The AI has been trained on a dataset covering 15 years of trading. It also draws on the chaos theory to account for the chaotic nature of the stock market, and incorporates elements of genetic coding, which allows it to increase the accuracy of its predictions with every iteration. The algorithm goes through fresh trading data and models the price dynamics for over 10,500 financial instruments, including stocks, ETFs, commodities and currencies. Its predictions are delivered as an easy to interpret heatmap with two numerical indicators: signal and predictability. Signal indicates how a given asset is expected to perform relative to the other assets on the forecast, and predictability shows how well the algorithm has been predicting the price fluctuations for the asset up until this point. The predictions cover a wide range of time horizons, from 3 to 365 days.

These forecasts can work as a useful tool for proponents of a wide variety of strategies. Data-driven insights on the company’s expected future performance can be a boon for proponents of a value investing, for example – long-term forecasts rather than short-term ones, that is. This prediction will work as yet another tool for them to see how much value the company can generate in the long run, and whether this would be enough to make it a worthy investment.
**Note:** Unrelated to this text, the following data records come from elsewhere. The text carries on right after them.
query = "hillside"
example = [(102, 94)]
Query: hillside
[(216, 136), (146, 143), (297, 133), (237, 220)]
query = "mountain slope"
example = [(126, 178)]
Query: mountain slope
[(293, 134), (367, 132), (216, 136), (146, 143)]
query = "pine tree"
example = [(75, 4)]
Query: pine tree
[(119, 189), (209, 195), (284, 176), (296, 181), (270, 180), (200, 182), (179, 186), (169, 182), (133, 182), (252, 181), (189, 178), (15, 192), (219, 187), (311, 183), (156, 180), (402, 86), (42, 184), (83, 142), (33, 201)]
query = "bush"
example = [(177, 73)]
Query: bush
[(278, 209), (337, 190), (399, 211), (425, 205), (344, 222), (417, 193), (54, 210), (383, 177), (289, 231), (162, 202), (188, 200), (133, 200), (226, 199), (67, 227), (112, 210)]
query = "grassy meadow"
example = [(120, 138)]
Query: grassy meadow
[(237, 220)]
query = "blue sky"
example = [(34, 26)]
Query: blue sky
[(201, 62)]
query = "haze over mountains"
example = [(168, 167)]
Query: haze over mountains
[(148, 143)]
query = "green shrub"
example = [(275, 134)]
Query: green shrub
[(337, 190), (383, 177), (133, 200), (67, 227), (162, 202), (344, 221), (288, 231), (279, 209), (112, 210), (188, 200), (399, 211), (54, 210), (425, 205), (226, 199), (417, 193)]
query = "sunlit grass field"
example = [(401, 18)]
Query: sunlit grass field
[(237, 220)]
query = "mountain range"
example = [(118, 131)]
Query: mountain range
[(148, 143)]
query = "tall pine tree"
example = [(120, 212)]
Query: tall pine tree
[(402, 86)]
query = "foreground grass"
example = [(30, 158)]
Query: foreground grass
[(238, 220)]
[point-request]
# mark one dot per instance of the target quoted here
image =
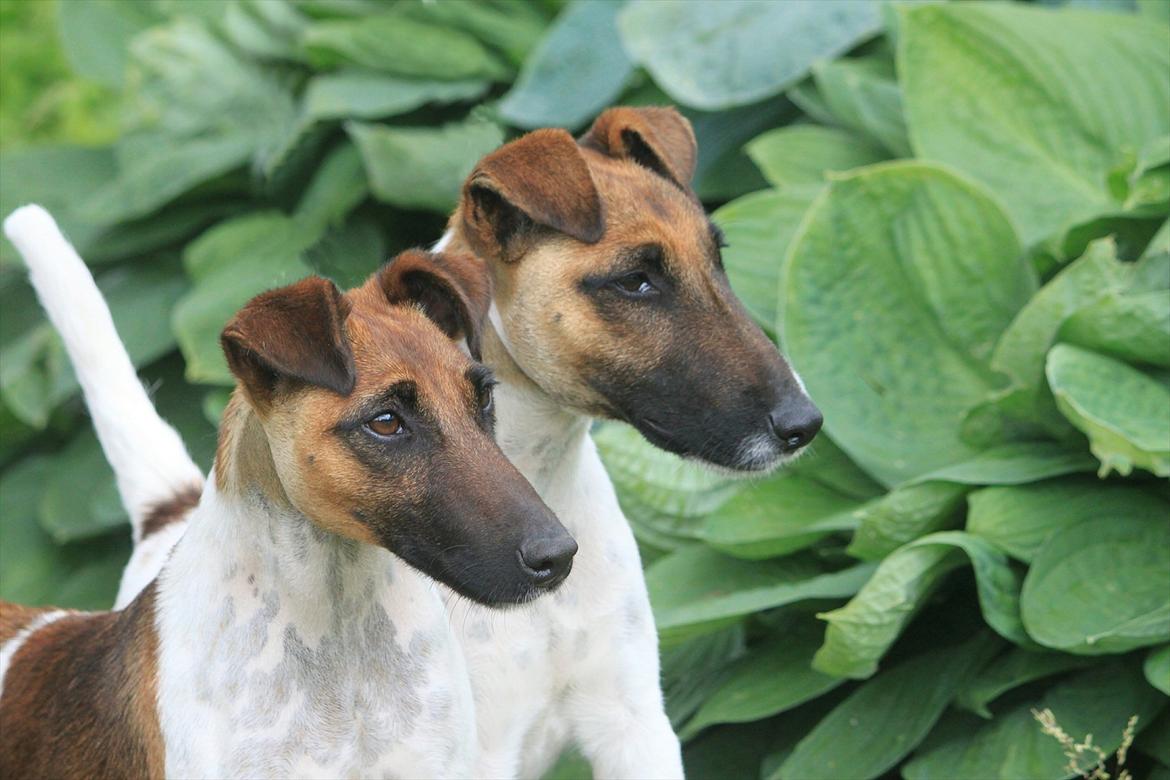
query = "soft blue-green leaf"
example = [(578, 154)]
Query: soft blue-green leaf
[(1019, 518), (799, 156), (896, 287), (696, 589), (1017, 667), (422, 167), (887, 717), (366, 95), (716, 55), (1124, 413), (577, 70), (977, 74), (1099, 701), (1100, 587)]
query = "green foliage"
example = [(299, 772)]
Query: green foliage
[(952, 216)]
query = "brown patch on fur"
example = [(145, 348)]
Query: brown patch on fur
[(538, 179), (80, 698), (172, 510)]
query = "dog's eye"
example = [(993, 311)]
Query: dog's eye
[(635, 285), (386, 423)]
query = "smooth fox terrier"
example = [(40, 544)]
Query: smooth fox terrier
[(290, 633), (610, 301)]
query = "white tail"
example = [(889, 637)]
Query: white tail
[(149, 458)]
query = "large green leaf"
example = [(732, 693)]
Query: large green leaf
[(778, 516), (861, 632), (864, 96), (1098, 701), (274, 246), (897, 285), (577, 70), (1016, 668), (976, 75), (1019, 518), (758, 229), (1124, 413), (887, 717), (799, 156), (775, 676), (903, 515), (422, 167), (394, 43), (366, 95), (716, 55), (696, 589), (1100, 587)]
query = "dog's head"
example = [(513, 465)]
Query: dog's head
[(380, 429), (612, 295)]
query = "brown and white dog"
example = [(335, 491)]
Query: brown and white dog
[(610, 301), (290, 633)]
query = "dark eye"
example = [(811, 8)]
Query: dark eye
[(386, 425), (635, 285)]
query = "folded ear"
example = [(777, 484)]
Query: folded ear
[(454, 290), (539, 179), (658, 138), (290, 335)]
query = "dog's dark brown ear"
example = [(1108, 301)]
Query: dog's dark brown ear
[(656, 138), (291, 333), (453, 289), (539, 179)]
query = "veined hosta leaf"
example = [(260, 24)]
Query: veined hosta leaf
[(273, 243), (367, 95), (1017, 667), (397, 45), (888, 257), (422, 167), (861, 632), (1019, 518), (1100, 587), (716, 55), (799, 156), (864, 96), (696, 589), (1157, 669), (1124, 413), (577, 70), (1099, 701), (887, 717), (775, 676), (975, 74), (782, 515), (758, 229), (903, 515)]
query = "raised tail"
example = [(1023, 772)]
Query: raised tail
[(155, 473)]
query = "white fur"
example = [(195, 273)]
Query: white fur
[(288, 651), (8, 649), (149, 458)]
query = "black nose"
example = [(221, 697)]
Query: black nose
[(796, 422), (546, 559)]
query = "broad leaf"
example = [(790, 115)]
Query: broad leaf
[(887, 717), (718, 55), (1019, 518), (1047, 81), (1098, 701), (914, 256), (1124, 413), (1072, 596), (800, 156), (577, 70), (422, 167), (696, 589)]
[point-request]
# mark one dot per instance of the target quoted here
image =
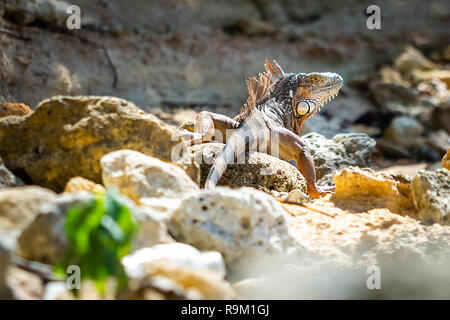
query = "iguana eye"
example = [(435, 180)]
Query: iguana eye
[(302, 108)]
Momentum investors would be even better off using this tool, since it basically works as a way to outsource technical analysis. Technical analysis looks for trends in the trading data, and so does the I Know First AI algorithm – at a scale large enough to encompass thousands of assets and dozens of sectors. Thus, its predictions can be used either for picking the stocks for long and term position or as a way to cross-validate your own analysis with the help of an advanced algorithm. Numerical output means that the forecasts will be easy to use as weights for figuring out the ratio for investments across different sectors, not to mention the fact that they can easily be used to pick out the best sectors in the first place.

Income investors would benefit a lot from the predictions on interest rates, which would help them maximize their returns without losing any of the benefits of their selected investment method. Sector investors would also benefit from the ability to do bottoms-up analysis of their selected sector using forecasts for individual companies – or get a forecast for the ETFs of their choice, if that is what they prefer.
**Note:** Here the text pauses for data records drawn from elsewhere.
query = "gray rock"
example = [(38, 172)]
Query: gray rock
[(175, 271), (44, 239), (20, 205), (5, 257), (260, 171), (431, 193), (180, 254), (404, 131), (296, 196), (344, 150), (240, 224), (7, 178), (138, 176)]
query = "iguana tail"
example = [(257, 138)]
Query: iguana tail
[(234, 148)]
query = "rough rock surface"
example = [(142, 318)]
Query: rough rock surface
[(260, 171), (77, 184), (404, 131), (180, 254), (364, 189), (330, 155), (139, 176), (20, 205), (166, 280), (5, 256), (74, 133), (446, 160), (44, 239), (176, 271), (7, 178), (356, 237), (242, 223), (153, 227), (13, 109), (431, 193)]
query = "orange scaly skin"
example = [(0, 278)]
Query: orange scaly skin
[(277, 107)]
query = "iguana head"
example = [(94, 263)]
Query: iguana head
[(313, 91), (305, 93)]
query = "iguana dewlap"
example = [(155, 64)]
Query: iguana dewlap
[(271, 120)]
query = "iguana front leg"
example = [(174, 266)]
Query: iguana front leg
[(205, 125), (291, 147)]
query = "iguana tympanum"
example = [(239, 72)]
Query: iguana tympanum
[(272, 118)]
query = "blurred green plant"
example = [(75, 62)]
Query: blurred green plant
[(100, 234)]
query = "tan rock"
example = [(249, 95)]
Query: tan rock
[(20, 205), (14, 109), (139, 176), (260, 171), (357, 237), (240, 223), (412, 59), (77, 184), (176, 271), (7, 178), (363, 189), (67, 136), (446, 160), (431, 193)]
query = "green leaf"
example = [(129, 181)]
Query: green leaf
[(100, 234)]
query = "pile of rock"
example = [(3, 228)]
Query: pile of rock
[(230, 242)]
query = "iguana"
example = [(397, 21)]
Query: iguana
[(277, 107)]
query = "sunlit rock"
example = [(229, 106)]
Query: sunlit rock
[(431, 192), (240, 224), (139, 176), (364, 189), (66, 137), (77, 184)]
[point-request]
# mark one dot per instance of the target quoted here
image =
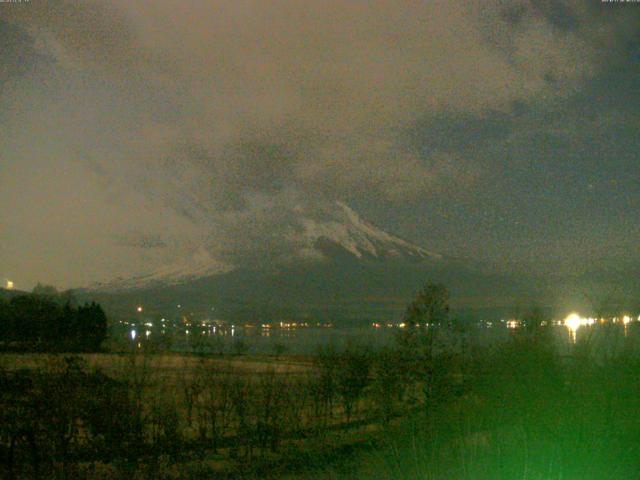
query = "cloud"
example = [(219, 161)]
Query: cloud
[(202, 107)]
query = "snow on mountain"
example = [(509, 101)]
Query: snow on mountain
[(345, 228), (198, 264), (319, 234)]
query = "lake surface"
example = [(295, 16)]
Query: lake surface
[(604, 338)]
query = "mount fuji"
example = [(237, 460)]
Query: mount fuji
[(324, 262)]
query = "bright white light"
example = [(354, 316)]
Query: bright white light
[(573, 322)]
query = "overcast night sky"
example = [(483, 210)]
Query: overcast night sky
[(503, 131)]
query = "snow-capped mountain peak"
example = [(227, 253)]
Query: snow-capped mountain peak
[(318, 233), (344, 227)]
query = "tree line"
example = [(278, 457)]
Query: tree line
[(47, 321)]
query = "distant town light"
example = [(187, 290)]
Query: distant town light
[(573, 322)]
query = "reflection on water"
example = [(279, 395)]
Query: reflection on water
[(302, 338)]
Finally, since a good portfolio needs diversification and risk hedging regardless of the grand strategy behind it, all of the above will benefit from the opportunity to look into assets to invest in as a hedge against the tides of the markets. Commodities like gold are traditionally used for that, and the I Know First AI does deliver forecasts for gold prices, as well as other assets reserved for limited just-in-case-investment.

As we can see, AI-driven decision-making enhancement tools fit nicely with a lot of the conventional investment strategies, which, on a more philosophical note, makes us think that the future of fintech is in broader adoption of AI assistants rather than AI replacing humans as traders and asset managers. The human mind and AI have their respective strengths and weaknesses, and the interplay between them promises too much an opportunity to give up on.